Click on New Trust Configuration.
Download IAM Identity Center Metadata file and import into SAP Cloud Platform by clicking on Upload. Then choose Parse.

Insert these values, then click on Save.

Field	Value
Name	AWS SSO
Description	AWS SSO
Status	Active
Show SAML Login Link on Login Page	checked
Link Text	AWS SSO
Create Shadow Users During Login	checked

Get tenant name and region in your SAP Cloud Platform Cloud Foundry account.
Download the SAP Cloud Platform Cloud Foundry metadata file from the URL below. Replace the tenantname and region with your account information.

https://tenantname.authentication.region.hana.ondemand.com/saml/metadata

Go back to the IAM Identity Center console page where you are configuring the Application.
Under Application metadata, choose Browse and select the Metadata downloaded in step 10.
Choose Save Changes.
Assign a user to the application in IAM Identity Center.

Verification

Use the following sections to verify the SSO integration.

Note

Ensure that the user performing the verification is logged out of both IAM Identity Center and the application before performing the steps in each section.
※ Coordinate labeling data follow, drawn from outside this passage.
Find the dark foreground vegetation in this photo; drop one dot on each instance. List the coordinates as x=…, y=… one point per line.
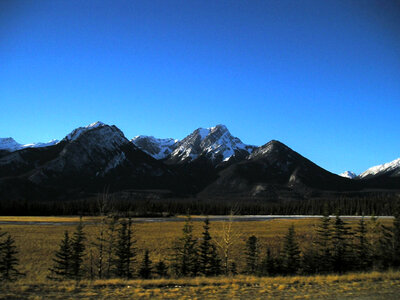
x=349, y=204
x=335, y=248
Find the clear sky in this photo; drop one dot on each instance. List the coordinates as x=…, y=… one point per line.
x=323, y=77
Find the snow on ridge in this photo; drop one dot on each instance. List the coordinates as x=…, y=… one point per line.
x=155, y=147
x=11, y=145
x=215, y=142
x=78, y=131
x=381, y=168
x=348, y=174
x=204, y=132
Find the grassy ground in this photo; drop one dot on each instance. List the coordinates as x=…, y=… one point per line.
x=37, y=244
x=351, y=286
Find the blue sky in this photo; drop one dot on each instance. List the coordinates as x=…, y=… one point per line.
x=323, y=77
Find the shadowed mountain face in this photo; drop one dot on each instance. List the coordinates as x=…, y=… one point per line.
x=208, y=163
x=88, y=160
x=215, y=144
x=274, y=167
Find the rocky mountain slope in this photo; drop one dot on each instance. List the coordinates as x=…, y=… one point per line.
x=157, y=148
x=215, y=143
x=207, y=163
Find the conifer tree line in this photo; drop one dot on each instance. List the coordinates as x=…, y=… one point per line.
x=335, y=248
x=8, y=258
x=380, y=204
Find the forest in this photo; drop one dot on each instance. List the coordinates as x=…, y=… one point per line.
x=336, y=248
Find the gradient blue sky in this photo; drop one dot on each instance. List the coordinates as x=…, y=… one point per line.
x=323, y=77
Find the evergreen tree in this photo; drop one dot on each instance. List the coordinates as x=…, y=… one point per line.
x=8, y=260
x=373, y=235
x=125, y=252
x=396, y=238
x=340, y=250
x=62, y=268
x=385, y=248
x=268, y=264
x=310, y=261
x=161, y=269
x=209, y=262
x=323, y=244
x=109, y=245
x=251, y=255
x=146, y=268
x=78, y=251
x=363, y=252
x=185, y=261
x=291, y=255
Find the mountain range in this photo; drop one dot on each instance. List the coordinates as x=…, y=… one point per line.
x=208, y=163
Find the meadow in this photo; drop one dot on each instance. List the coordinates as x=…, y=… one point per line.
x=38, y=242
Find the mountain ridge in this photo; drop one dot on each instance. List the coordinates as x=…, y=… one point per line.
x=208, y=162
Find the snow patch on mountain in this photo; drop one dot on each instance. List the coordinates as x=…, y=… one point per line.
x=348, y=174
x=217, y=143
x=380, y=169
x=11, y=145
x=157, y=148
x=78, y=131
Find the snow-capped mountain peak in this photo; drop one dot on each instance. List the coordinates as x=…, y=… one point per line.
x=11, y=145
x=216, y=143
x=348, y=174
x=381, y=169
x=78, y=131
x=157, y=148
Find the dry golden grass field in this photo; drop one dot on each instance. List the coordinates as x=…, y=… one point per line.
x=37, y=244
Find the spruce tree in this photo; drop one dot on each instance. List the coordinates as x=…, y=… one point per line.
x=161, y=269
x=78, y=251
x=363, y=251
x=62, y=268
x=8, y=260
x=209, y=262
x=291, y=255
x=385, y=247
x=125, y=251
x=110, y=247
x=146, y=268
x=340, y=250
x=396, y=238
x=268, y=264
x=323, y=244
x=185, y=262
x=251, y=254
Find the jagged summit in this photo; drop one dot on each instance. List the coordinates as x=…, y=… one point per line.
x=271, y=146
x=348, y=174
x=78, y=131
x=215, y=143
x=392, y=167
x=9, y=144
x=157, y=148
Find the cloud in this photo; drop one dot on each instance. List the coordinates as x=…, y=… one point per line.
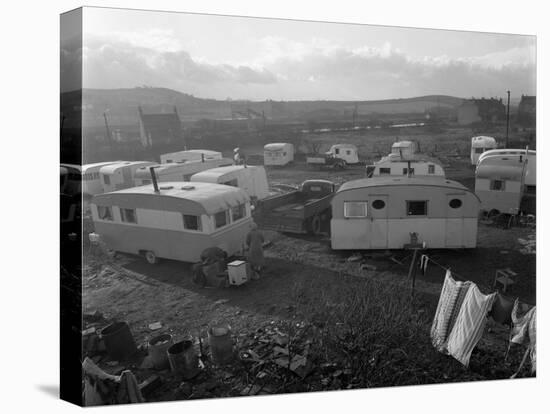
x=119, y=63
x=317, y=69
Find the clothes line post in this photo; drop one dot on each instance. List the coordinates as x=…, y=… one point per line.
x=415, y=247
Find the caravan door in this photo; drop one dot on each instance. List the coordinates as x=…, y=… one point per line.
x=454, y=222
x=378, y=218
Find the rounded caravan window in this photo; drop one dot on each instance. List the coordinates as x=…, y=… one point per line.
x=455, y=203
x=378, y=204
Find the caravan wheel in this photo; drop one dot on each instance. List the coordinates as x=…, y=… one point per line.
x=315, y=225
x=151, y=257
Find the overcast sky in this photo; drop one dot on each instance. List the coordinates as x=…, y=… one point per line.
x=243, y=58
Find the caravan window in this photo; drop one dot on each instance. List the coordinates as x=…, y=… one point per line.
x=128, y=215
x=355, y=209
x=455, y=203
x=191, y=222
x=238, y=212
x=105, y=213
x=497, y=185
x=417, y=208
x=221, y=218
x=232, y=183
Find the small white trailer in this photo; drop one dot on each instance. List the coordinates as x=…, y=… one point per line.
x=405, y=149
x=346, y=152
x=395, y=165
x=190, y=155
x=251, y=178
x=178, y=171
x=480, y=144
x=278, y=154
x=173, y=220
x=91, y=179
x=383, y=213
x=503, y=182
x=120, y=175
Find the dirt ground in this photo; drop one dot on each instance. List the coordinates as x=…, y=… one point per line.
x=126, y=288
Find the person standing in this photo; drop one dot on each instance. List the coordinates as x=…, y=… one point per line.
x=238, y=157
x=254, y=242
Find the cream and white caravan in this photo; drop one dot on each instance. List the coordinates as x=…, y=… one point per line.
x=71, y=179
x=504, y=152
x=481, y=144
x=174, y=220
x=346, y=152
x=383, y=212
x=503, y=181
x=120, y=175
x=91, y=180
x=190, y=155
x=278, y=154
x=178, y=171
x=405, y=149
x=394, y=165
x=250, y=178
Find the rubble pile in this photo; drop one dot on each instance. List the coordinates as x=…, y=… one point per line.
x=529, y=245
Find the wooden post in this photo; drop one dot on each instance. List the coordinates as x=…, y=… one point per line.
x=412, y=270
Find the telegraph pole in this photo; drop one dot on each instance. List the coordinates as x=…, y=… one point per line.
x=507, y=118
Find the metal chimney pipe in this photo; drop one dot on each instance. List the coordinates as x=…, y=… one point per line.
x=154, y=178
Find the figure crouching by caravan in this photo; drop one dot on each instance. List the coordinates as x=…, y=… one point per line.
x=383, y=212
x=173, y=220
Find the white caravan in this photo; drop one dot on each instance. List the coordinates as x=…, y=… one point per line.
x=251, y=179
x=385, y=212
x=405, y=149
x=177, y=171
x=502, y=181
x=190, y=155
x=394, y=165
x=278, y=153
x=481, y=144
x=346, y=152
x=120, y=175
x=91, y=180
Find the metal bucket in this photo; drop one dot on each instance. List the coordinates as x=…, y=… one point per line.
x=158, y=347
x=119, y=341
x=221, y=344
x=183, y=359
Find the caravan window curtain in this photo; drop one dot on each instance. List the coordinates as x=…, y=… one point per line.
x=354, y=209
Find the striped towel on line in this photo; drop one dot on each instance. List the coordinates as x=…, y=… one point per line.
x=469, y=324
x=448, y=307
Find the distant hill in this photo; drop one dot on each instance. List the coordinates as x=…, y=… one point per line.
x=121, y=106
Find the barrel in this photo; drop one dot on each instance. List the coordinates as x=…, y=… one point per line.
x=221, y=344
x=183, y=359
x=158, y=347
x=119, y=341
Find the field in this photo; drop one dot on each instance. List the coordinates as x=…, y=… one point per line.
x=348, y=317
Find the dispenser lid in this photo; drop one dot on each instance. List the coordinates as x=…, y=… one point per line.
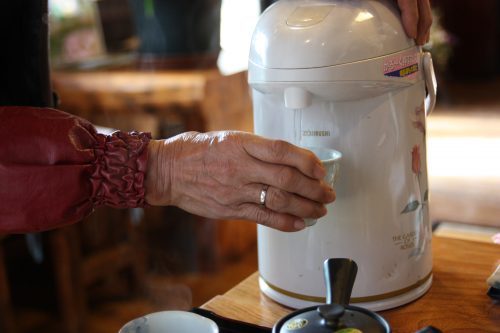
x=299, y=34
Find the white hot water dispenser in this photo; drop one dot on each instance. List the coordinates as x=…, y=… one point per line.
x=344, y=75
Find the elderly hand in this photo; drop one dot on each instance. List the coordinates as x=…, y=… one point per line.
x=417, y=19
x=222, y=174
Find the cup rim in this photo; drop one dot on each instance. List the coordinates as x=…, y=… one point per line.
x=337, y=155
x=187, y=314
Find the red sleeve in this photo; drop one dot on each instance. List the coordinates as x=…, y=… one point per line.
x=55, y=169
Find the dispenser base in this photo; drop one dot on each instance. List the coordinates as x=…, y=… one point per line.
x=379, y=305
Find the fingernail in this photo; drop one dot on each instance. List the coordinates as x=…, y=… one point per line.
x=319, y=171
x=299, y=224
x=331, y=196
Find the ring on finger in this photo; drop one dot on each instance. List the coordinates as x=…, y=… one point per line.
x=263, y=194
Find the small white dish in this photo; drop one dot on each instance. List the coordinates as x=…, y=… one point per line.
x=170, y=322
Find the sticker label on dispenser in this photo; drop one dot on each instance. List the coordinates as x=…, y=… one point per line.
x=401, y=65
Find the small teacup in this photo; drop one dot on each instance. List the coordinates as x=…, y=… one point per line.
x=330, y=158
x=171, y=321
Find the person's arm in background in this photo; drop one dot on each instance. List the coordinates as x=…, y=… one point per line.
x=55, y=169
x=417, y=19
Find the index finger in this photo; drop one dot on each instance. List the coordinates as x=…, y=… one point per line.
x=409, y=15
x=282, y=152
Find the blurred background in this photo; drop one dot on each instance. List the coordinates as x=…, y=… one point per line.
x=166, y=67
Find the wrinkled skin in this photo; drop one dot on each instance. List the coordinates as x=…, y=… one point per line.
x=417, y=19
x=221, y=175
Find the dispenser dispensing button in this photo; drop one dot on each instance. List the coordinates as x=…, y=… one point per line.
x=305, y=16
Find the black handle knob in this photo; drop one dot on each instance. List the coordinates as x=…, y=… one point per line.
x=429, y=329
x=331, y=313
x=340, y=274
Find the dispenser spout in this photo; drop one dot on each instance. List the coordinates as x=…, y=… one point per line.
x=297, y=98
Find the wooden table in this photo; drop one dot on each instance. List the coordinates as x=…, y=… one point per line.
x=456, y=302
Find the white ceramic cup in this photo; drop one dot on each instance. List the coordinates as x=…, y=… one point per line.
x=330, y=158
x=170, y=322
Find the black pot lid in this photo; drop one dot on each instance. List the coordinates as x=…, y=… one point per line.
x=332, y=318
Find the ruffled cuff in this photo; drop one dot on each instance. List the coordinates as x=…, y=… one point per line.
x=120, y=170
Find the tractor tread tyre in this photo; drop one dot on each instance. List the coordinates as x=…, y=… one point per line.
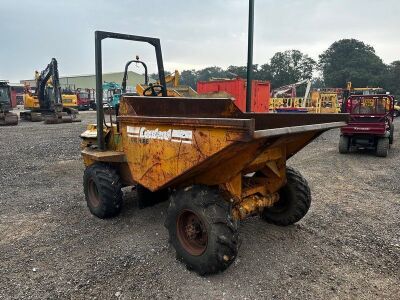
x=147, y=198
x=109, y=188
x=382, y=147
x=222, y=237
x=344, y=144
x=294, y=203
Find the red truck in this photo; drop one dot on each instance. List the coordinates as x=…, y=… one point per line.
x=237, y=89
x=370, y=125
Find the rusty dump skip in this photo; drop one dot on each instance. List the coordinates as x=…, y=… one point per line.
x=177, y=141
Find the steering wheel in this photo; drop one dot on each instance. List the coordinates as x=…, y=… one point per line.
x=153, y=90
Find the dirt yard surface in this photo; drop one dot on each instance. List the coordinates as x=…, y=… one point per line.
x=347, y=247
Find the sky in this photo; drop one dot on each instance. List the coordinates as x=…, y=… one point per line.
x=194, y=34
Verifying Service Provider Initiated SSO from SAP Cloud Platform Cloud Foundry

Access the SAP Cloud Platform Cloud Foundry Application URL.
On the IAM Identity Center user portal, type the credentials of a user assigned to the application in the IAM Identity Center user portal.
Choose Sign In.
On the SAP Cloud Platform Cloud Foundry Application home page, verify that both SAP Cloud Platform Cloud Foundry Application and IAM Identity Center are logged in with the same user.

Troubleshooting

If sign in was not successful, please see the troubleshooting steps.

Troubleshooting

Error	Issue	Solution
Other	When IAM Identity Center creates a SAML Assertion for a user, it uses the value of the 'email' field (if they are present) from the connected directory to populate the 'Email' in the SAML assertion. Many service providers expect these attributes to contain the user’s email address. By default your directory is configured to send 'windowsUPN' in both fields.	Your directory may be configured to contain the users email in the 'Email' attribute instead. If so, you may need to change this in your Connected directory settings.

For general troubleshooting problems, please refer to Troubleshooting Guide.

User Provisioning Types

There are two user provisioning you need to aware of:

Preprovisioned users

Preprovisioned users, means users must already exist in the downstream SaaS application. For instance, you may need to create SaaS users with the same subject as the AD users.
JIT users

JIT (or Just-In-Time) users, means users do not necessarily exist in the downstream SaaS application, and will be provisioned/created/registered the first time the user federates. You may need to enable JIT option in your SaaS application for the AD domain.